Спустя еще десять минут, я красный как флаг СССР, но гордый за отечество вышел. Посадил себя на скамью, залпом осушил кружку пива, которую услужливо, но с гаденькой улыбкой протянул Валет, и умер с мыслью о том, что Иго сломлено.
Баня — это такое волшебное место, где мужчины могут говорить свободно. Пиво способствует развязыванию языков и разговор клеится так, как нигде более. Мы — не исключение.
— Кстати, Макса помнишь? — весело спросил Сафир.
— Которого? — уточнил я. — Сапёра?
— Нет, другого. Ну, который, этот… Кличка у него ещё была, такая…

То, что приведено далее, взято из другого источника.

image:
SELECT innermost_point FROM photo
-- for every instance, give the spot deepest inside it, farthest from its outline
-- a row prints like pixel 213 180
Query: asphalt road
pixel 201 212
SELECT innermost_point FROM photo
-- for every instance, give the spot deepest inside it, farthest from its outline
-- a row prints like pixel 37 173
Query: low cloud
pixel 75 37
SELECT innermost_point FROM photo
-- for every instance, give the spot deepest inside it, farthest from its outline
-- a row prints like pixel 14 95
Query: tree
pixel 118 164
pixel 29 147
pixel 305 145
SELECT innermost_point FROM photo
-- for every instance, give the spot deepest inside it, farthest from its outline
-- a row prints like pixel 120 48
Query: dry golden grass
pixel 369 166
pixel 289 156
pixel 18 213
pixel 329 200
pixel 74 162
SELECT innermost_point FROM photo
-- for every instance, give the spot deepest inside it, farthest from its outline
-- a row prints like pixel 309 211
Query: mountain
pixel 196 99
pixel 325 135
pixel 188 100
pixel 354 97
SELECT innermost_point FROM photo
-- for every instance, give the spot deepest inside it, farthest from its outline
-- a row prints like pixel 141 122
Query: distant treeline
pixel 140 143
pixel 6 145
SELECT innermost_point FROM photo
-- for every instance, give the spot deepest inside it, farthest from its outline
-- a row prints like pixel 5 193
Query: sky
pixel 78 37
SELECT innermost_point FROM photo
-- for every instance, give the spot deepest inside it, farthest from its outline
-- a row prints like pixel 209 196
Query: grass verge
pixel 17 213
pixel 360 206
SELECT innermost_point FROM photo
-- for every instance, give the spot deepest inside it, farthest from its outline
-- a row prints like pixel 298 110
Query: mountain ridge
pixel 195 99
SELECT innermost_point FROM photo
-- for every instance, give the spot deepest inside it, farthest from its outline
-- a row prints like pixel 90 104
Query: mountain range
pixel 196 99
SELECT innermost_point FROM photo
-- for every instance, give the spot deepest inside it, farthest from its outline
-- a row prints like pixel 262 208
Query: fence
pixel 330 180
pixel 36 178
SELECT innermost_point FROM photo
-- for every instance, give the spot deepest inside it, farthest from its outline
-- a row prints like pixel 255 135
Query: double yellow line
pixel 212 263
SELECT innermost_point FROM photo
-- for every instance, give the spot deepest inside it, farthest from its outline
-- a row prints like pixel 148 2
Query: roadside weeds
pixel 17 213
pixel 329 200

— Корнишон! — крикнул из парилки Валет.
— Точно! Корнишон! — засмеялись мы.
Сафир разлил по бокалу как раз когда вышел Валет. Пар валит клубами, кожа красная, березовый лист прилип к шее, я сказал быстро:
— Не садись у прохода, там сифонит. Ты ноги свои паришь? Как, кстати, не болят?
— Болят, — отозвался Валет, — куда они денутся.
— Так ты парь, — подсказал Сафир.
Тот отмахнулся, напомнил:
— Так чего Макс-то?
— Ах, да! Подвал помнишь напротив моего дома? Он его купил недавно. Теперь там боксерский клуб. Я временами заглядываю, для спаррингов. Нет желания?
— У меня точно нет, — сразу отрезал я.
Валет солидарно покачал головой:
— В нашей компании по кумполу получать любишь только ты. Кстати, пока не забыл. Напомни потом, что бы я тебе подарок отдал. Новое оружие в твою коллекцию.
У Сафира загорелись глаза, спросил живо:
— Да ты что? Какое?
— А ему, какое не дари — всё не нравится, — обиженно отозвался я. — Такой классный меч ему достал, а он…
— Я тебе уже тысячу раз говорил, мне плевать, как он выглядит! Оружие должно выполнять свою функцию и быть максимально смертоносным. А твой меч убить мог только своим весом и помпезностью.
— Этот не такой, — заверил Валет, — потом покажу.
Через три часа, пьяные до икоты вывалились из бани. И, распевая похабные песенки, про Маньку, у которой длинная коса до пят, а на голове ни волосинки, пошли за мотоциклом.